Cependant, malgré ces divers exemples, les experts estiment que le nombre d'incidents liés à des personnes d'origine somalienne reste assez modeste, comparé à l'importance de cette communauté. Et les personnes impliquées étaient "auto-radicalisées", plutôt qu'envoyées par le groupe EI ou d'autres organisations jihadistes.
'Un petit nombre d'individus'
La communauté somalienne aux Etats-Unis compte plus de 100.000 personnes, immigrants et leurs enfants nés en Amérique, principalement à Minneapolis (Minnesota), Columbus (Ohio), Lewiston (Maine) et Atlanta (Georgie). La plupart sont arrivés ces 20 dernières années, fuyant la guerre dans leur pays.
"J'hésiterais à pointer du doigt la communauté dans son ensemble: on ne parle que d'un petit nombre d'individus", considère Seamus Hughes, vice-directeur du programme sur l'extrémisme à l'université George Washington.
Le gouvernement a lancé un programme pionnier pour l'importante communauté musulmane de Minneapolis en 2014, destiné à améliorer les relations avec les autorités mais aussi à décourager ceux qui seraient tentés de se rapprocher de groupes radicaux.
M. Hughes note ici que la communauté musulmane reste méfiante mais les cas de radicalisation récents l'ont incitée à davantage de coopération.
Et avec les derniers événements, la communauté somalienne s'inquiète de possibles représailles.
"Nous savons qu'il était d'origine somalienne et ce sera suffisant pour que certaines personnes fassent le lien de manière erronée entre ces événements, sa foi pour l'islam, et avec les communautés somalienne et musulmane", regrette ainsi Roula Allouch, du Conseil des relations américano-islamiques, inquiète d'éventuelles agressions contre les musulmans.

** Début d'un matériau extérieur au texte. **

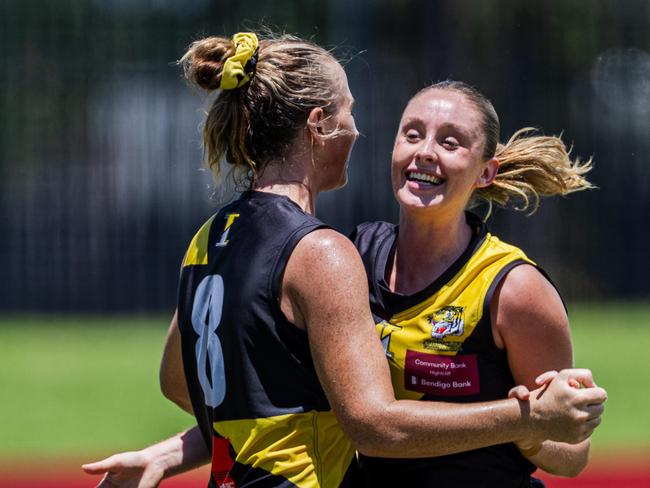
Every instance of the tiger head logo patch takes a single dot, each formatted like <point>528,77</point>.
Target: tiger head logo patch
<point>447,321</point>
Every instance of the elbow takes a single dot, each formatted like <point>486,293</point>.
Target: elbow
<point>571,470</point>
<point>567,471</point>
<point>175,393</point>
<point>375,438</point>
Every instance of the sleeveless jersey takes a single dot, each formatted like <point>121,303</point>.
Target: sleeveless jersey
<point>440,347</point>
<point>254,390</point>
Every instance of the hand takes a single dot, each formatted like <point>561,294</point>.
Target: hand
<point>127,470</point>
<point>563,412</point>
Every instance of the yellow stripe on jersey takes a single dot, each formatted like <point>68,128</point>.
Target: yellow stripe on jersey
<point>197,252</point>
<point>440,324</point>
<point>309,449</point>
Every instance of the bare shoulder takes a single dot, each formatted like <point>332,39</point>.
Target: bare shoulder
<point>324,254</point>
<point>323,277</point>
<point>525,300</point>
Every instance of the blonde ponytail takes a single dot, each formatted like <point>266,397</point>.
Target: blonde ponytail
<point>530,167</point>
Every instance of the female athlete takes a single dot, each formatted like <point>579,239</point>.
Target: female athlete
<point>273,347</point>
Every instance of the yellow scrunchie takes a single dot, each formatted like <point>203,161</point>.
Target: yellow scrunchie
<point>233,75</point>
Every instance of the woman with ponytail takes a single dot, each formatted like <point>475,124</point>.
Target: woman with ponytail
<point>273,347</point>
<point>464,317</point>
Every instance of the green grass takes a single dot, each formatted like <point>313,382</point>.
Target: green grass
<point>83,387</point>
<point>614,342</point>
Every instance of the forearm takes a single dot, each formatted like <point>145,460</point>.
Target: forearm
<point>561,459</point>
<point>408,429</point>
<point>180,453</point>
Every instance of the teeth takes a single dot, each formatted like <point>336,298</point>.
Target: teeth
<point>424,178</point>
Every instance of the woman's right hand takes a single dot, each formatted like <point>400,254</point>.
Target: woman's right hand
<point>133,469</point>
<point>561,410</point>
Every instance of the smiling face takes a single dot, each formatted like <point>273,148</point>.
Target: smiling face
<point>438,153</point>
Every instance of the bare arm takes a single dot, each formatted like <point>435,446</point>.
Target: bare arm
<point>147,467</point>
<point>172,376</point>
<point>325,292</point>
<point>529,321</point>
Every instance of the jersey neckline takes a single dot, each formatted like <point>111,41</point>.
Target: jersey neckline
<point>395,302</point>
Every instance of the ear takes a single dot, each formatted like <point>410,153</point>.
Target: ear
<point>488,174</point>
<point>315,125</point>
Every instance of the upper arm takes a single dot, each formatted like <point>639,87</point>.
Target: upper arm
<point>172,375</point>
<point>326,286</point>
<point>530,322</point>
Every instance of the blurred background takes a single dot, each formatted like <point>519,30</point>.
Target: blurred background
<point>102,186</point>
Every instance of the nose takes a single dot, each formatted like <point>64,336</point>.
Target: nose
<point>426,151</point>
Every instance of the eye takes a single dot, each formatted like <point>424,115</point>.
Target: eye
<point>450,143</point>
<point>412,135</point>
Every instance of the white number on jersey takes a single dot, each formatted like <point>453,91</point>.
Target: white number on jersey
<point>206,316</point>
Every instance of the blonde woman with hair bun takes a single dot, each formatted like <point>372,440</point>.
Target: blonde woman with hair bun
<point>273,347</point>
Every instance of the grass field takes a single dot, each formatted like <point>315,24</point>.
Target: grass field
<point>83,387</point>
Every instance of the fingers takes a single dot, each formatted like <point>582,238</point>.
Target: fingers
<point>574,383</point>
<point>582,376</point>
<point>594,411</point>
<point>150,479</point>
<point>102,466</point>
<point>520,392</point>
<point>545,378</point>
<point>592,396</point>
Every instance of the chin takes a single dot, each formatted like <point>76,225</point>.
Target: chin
<point>408,200</point>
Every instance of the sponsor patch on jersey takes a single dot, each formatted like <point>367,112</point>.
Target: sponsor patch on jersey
<point>447,321</point>
<point>434,374</point>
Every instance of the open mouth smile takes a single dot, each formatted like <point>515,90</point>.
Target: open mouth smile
<point>419,177</point>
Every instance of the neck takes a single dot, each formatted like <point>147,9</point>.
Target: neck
<point>297,191</point>
<point>426,247</point>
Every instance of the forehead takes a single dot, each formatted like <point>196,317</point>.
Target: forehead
<point>443,107</point>
<point>341,80</point>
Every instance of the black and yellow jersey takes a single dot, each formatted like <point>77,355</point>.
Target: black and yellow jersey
<point>439,345</point>
<point>252,382</point>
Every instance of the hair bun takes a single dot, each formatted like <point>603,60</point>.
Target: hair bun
<point>203,61</point>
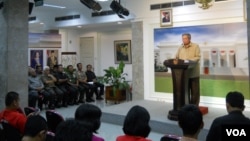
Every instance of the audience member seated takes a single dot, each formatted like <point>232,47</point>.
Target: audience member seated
<point>62,83</point>
<point>73,130</point>
<point>235,107</point>
<point>53,120</point>
<point>73,82</point>
<point>90,114</point>
<point>36,91</point>
<point>55,93</point>
<point>39,71</point>
<point>8,132</point>
<point>91,77</point>
<point>82,78</point>
<point>136,125</point>
<point>35,129</point>
<point>190,121</point>
<point>12,113</point>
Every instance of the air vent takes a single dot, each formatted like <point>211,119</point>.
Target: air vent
<point>103,13</point>
<point>175,4</point>
<point>64,18</point>
<point>32,18</point>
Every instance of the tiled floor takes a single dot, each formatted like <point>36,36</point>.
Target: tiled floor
<point>115,113</point>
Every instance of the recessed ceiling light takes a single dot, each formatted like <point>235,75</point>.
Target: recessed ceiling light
<point>102,0</point>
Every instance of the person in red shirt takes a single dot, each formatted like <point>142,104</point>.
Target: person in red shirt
<point>12,113</point>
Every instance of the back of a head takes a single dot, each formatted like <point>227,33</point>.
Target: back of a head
<point>10,97</point>
<point>235,99</point>
<point>34,125</point>
<point>73,130</point>
<point>136,122</point>
<point>89,113</point>
<point>190,119</point>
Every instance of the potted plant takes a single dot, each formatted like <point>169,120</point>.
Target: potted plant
<point>116,83</point>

De nombreux Américains musulmans s'étaient montrés particulièrement mécontents quand le président élu Donald Trump, durant sa campagne, a dénoncé les immigrants somaliens à au moins deux reprises. Dans le Maine en août, il avait estimé que la criminalité locale était due aux arrivants somaliens dans cet Etat du nord-est.
Et il n'avait pas hésité, deux jours seulement avant l'élection, à faire le lien entre la population de Minneapolis et le groupe EI: "Ici dans le Minnesota vous êtes aux premières loges pour voir les problèmes causés par de mauvais contrôles des réfugiés, avec un grand nombre de Somaliens entrant dans votre Etat sans que vous soyez au courant, sans votre soutien ni votre accord, avec eux certains se joignant à l'EI et diffusant leur vision extrémiste partout dans notre pays et dans le monde", avait-il lancé.
Cela n'a pas empêché Ilhan Omar, musulmane d'origine somalienne, de remporter le 8 novembre un siège de parlementaire dans le Minnesota, une première aux Etats-Unis.